Время подвигалось к двенадцати. В селе давно уже все спали. Не спали только Савелий Лукич да обитатели его чердака.

— А ну-ка, Кухтин, посмотри на свои золотые, — тихо проговорил Назаренко.

— Без пяти двенадцать.

— Надо выходить.

Солдаты слезли с чердака и, попрощавшись с Савелием Лукичом, вышли на улицу.

Вскоре они были уже у дома Луцюка. Осторожно осмотрели его со всех сторон, но нигде открытого окна не нашли. Все они были плотно закрыты ставнями.

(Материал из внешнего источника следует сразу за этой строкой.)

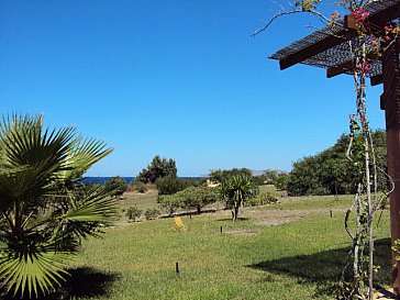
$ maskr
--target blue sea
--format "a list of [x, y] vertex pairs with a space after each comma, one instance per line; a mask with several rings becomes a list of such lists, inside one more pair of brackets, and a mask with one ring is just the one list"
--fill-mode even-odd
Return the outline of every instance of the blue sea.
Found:
[[[82, 180], [82, 182], [85, 184], [98, 184], [98, 185], [104, 185], [107, 180], [109, 180], [110, 177], [85, 177], [85, 179]], [[131, 184], [133, 179], [135, 179], [135, 177], [122, 177], [126, 185]], [[199, 179], [200, 177], [179, 177], [180, 179], [186, 179], [186, 178], [192, 178], [195, 180]]]
[[[85, 177], [85, 179], [82, 180], [84, 184], [98, 184], [98, 185], [104, 185], [107, 180], [109, 180], [110, 177]], [[126, 185], [131, 184], [133, 179], [135, 179], [135, 177], [122, 177]]]

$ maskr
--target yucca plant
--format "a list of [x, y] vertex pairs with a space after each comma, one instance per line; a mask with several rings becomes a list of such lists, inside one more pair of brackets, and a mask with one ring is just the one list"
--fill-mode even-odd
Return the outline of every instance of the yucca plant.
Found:
[[[114, 213], [102, 187], [80, 179], [110, 154], [74, 127], [44, 130], [43, 116], [0, 124], [0, 290], [40, 297], [65, 279], [81, 237], [97, 235]], [[1, 293], [0, 292], [0, 293]]]
[[258, 187], [248, 175], [234, 175], [221, 184], [221, 193], [226, 201], [226, 207], [232, 210], [232, 220], [236, 221], [238, 209], [244, 201], [258, 193]]

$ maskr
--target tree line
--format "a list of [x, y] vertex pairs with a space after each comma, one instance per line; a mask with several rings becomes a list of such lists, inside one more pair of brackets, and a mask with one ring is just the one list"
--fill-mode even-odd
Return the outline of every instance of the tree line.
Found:
[[[371, 132], [378, 175], [378, 189], [387, 188], [386, 133], [382, 130]], [[359, 137], [356, 137], [359, 138]], [[277, 188], [285, 189], [289, 196], [305, 195], [346, 195], [355, 193], [359, 174], [346, 157], [351, 136], [342, 134], [330, 148], [312, 156], [307, 156], [293, 164], [292, 170], [275, 180]], [[363, 145], [363, 143], [355, 143]]]

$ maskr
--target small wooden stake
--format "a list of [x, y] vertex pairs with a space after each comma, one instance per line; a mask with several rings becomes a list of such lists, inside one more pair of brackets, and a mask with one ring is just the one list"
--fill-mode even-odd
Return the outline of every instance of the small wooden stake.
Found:
[[175, 264], [175, 271], [176, 271], [177, 275], [180, 275], [179, 263], [178, 262]]

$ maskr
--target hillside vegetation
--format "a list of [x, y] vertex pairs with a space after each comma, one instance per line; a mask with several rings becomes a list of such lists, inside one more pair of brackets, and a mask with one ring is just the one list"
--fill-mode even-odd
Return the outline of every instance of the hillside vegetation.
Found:
[[[57, 297], [334, 299], [351, 244], [343, 229], [349, 202], [343, 196], [281, 198], [243, 209], [237, 222], [229, 211], [182, 216], [185, 230], [174, 219], [124, 222], [84, 244]], [[385, 211], [376, 247], [380, 284], [389, 282], [388, 236]]]

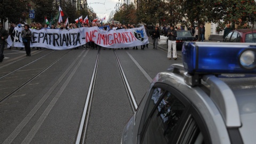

«Неужели обманула?» — забеспокоился Кауров, но вслух этой мысли не высказал. Он еще раз прошелся мимо окон и только тут заметил, что в одном из них железный засов неплотно прилегал к ставням. Он легонько потянул его к себе и, почувствовав, что засов подается, облегченно вздохнул.

— Дай я! — шепнул ему Сидоров.

Кауров уступил ему место, и через минуту ставни и окно были открыты. Затем Сидоров тихонько подтолкнул Кухтина, и тот понял, что наступила и его очередь. Маленький, шустрый, он ловко забрался на подоконник, бесшумно спустил ноги на пол, затаил дыхание.

Тихо.

Кухтин постоял, присмотрелся, осторожно сделал несколько шагов и тут только увидел большую никелированную кровать, а на ней сидевшую с опущенной головой женщину. «Это ее спальня», — подумал Кухтин и уже более смело приблизился к Ганне.

— Идите, — шепнула она, указав рукой на дверь, ведущую в другую комнату.

— А вы вылезайте через окно. Там вас ждут. Вас проводят в лес. Здесь вам незачем оставаться.

Молодая женщина поспешно собрала какие-то вещи, засунула их в снятую с подушки наволочку и остановилась в нерешительности посреди комнаты.